Apesar dos prolíficos argumentos de diferentes origens públicas e privadas, não tenho ainda opinião definitiva. Com a informação disponível, não obstante, tendo a inclinar-me para apoiar a criação de uma fileira industrial de H2 verde. Porquê? Eis algumas reflexões.

Encarada com seriedade, a neutralidade carbónica até 2050 - que, realisticamente, não pode ser perspetivada como "desaparecimento de hidrocarbonetos", em especial o GNL - não é viável sem contribuições múltiplas para descarbonizar a economia. Neste quadro, o H2 tem seguramente reservado um papel relevante.

As soluções técnicas não parecem ser obstáculo: a NASA recorre há décadas ao H2; a Airbus anuncia aviões de propulsão a H2 em 2035; o primeiro projeto de H2 verde com eólicas flutuantes avança na Escócia; o autocarro H2.City Gold da CaetanoBus (Toyota) é exportado para a Europa; a Califórnia projeta uma rede de 200 estações de H2 até 2025; e o Japão perspetiva ter navios a H2 até 2030.

A dificuldade parece residir na escalabilidade da tecnologia para concorrer em mercado com energia fóssil. À primeira vista, a questão é do foro económico. Mas é igualmente do foro político. Um excurso pelas políticas da UE com implicações energéticas (incluindo as que visam a recuperação da crise pandémica) demonstra que a questão ultrapassa as baias estritas da economia.

Há uma agenda política europeia que transmuta a equação de escalabilidade. Se a perceção dos mercados for de que a política europeia acarretará metas obrigatórias, os seus atores atuarão em consonância.

Além de redirecionar opções sociais e individuais, a agenda política tem potenciais efeitos económicos palpáveis. O Energy Outlook 2020 da BP contempla, para 2050, preços de carbono de $150 nas economias desenvolvidas, o que compara com preços atuais na Europa da ordem de $35. Fácil é perceber as consequências para as energias fósseis, bem como para o H2 cinzento e H2 azul. A Hydrogen Strategy da UE estima, por exemplo, que preços de carbono na ordem de 100€ permitiriam ao H2 verde concorrer em mercado com o H2 azul.

A questão subsequente para o eventual cluster de H2 verde em Portugal é a do financiamento, incluindo aqui a subsidiação. Este é, talvez, o ponto mais crítico. No caso do H2 a injetar no SNG, cremos que a repercussão tarifária de eventuais subsídios não é socialmente aceitável. Mas a criação de um cluster de H2 verde não se esgota no H2 consumido em casa. Outras vertentes - e.g. relativas a transporte, indústria, eletricidade - carecem de avaliação.

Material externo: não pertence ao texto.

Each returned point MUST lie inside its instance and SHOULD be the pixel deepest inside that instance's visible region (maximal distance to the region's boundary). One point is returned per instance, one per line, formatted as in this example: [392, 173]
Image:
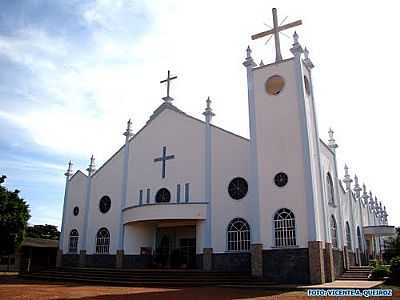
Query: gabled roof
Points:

E, aqui, o debate entronca na fatorização de distintos aspetos político-estratégicos da transição energética. Um cluster de H2 verde, fundado numa estratégia coerente, apresenta plausíveis vantagens que não podem ser facilmente desconsideradas: sustentabilidade da descarbonização da economia; cumprimento de metas de emissões de GEE; melhoria da balança energética; segurança energética; posicionamento como first mover; aquisição de know-how transacionável; atração de investimento; combate à crise socioeconómica.

Mil milhões de euros de investimentos saídos do erário público até 2030 não é um montante despiciendo nas atuais circunstâncias. No entanto, restringir o debate sobre o H2 ao uso alternativo de meios financeiros denotaria uma visão miópica e reducionista incoadunável com os desafios a que o país terá de dar resposta, no plano interno, na Europa e no mundo.